Today, Facebook gave users an update on a recent data breach that allowed hackers to steal users’ access tokens — the tokens that allow users to login to Facebook.
Facebook now says that 30 million users had their access tokens stolen — initially, Facebook said that up to 50 million users could have been affected, with another 40 million “at risk.” 15 million users had their name, email, and/or phone number stolen. For 14 million users, the hackers also accessed details like their gender, language, relationship status, device types used to access Facebook, places they checked into, and recent searches — all depending on what that person had displayed on their profile and what they used Facebook to do.
Users can check if they were affected by logging into the Help Center.

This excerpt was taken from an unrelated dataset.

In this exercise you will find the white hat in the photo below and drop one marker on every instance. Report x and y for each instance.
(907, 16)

Facebook also said it will send customized messages to the 30 million people affected in the “coming days,” explaining what the hackers specifically accessed, and how to protect themselves from any suspicious emails or calls that might result from this information being stolen.

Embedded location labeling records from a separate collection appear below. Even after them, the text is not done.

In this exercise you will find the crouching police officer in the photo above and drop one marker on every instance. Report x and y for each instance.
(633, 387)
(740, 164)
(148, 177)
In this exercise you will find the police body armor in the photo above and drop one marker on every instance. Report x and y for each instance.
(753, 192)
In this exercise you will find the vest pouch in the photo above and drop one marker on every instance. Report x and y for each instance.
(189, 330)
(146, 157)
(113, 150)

At the end of September, Facebook revealed that it had found a flaw in its “view as” feature, which allows users to see what their profile looks like to others. That flaw — which existed between July 2017 and September 2018 — allowed hackers to post and view information from that Facebook account as if they were that person.
Facebook said that it first noticed a spike in the number of people using the “view as” feature on September 14. On September 25, it determined that it was hackers exploiting a vulnerability, and shut down that vulnerability two days later. Facebook then had to reset the access tokens for 90 million users.
VP of product management Guy Rosen gave more details today on how the hackers were able to access these accounts.
“First, the attackers already controlled a set of accounts, which were connected to Facebook friends,” Rosen wrote in a blog post. “They used an automated technique to move from account to account so they could steal the access tokens of those friends, and for friends of those friends, and so on, totaling about 400,000 people. In the process, however, this technique automatically loaded those accounts’ Facebook profiles, mirroring what these 400,000 people would have seen when looking at their own profile … the attackers used a portion of these 400,000 people’s lists of friends to steal access tokens for about 30 million people.”
In theory, the hackers could have used the access tokens to log into other third-party sites that the affected users logged into using their Facebook account. However, Facebook said last week that it has not found evidence that hackers have done so.
Rosen wrote that the “attack did not include Messenger, Messenger Kids, Instagram, WhatsApp, Oculus, Workplace, Pages, payments, third-party apps, or advertising or developer accounts.”
Facebook said that it’s cooperating with FBI, the U.S. Federal Trade Commission, the Irish Data Protection Commission, and other groups as it continues investigating the attacks. Rosen said on a conference call with reporters that the “FBI is actively investigating [this] and asked us not to discuss who may have been behind these attacks.”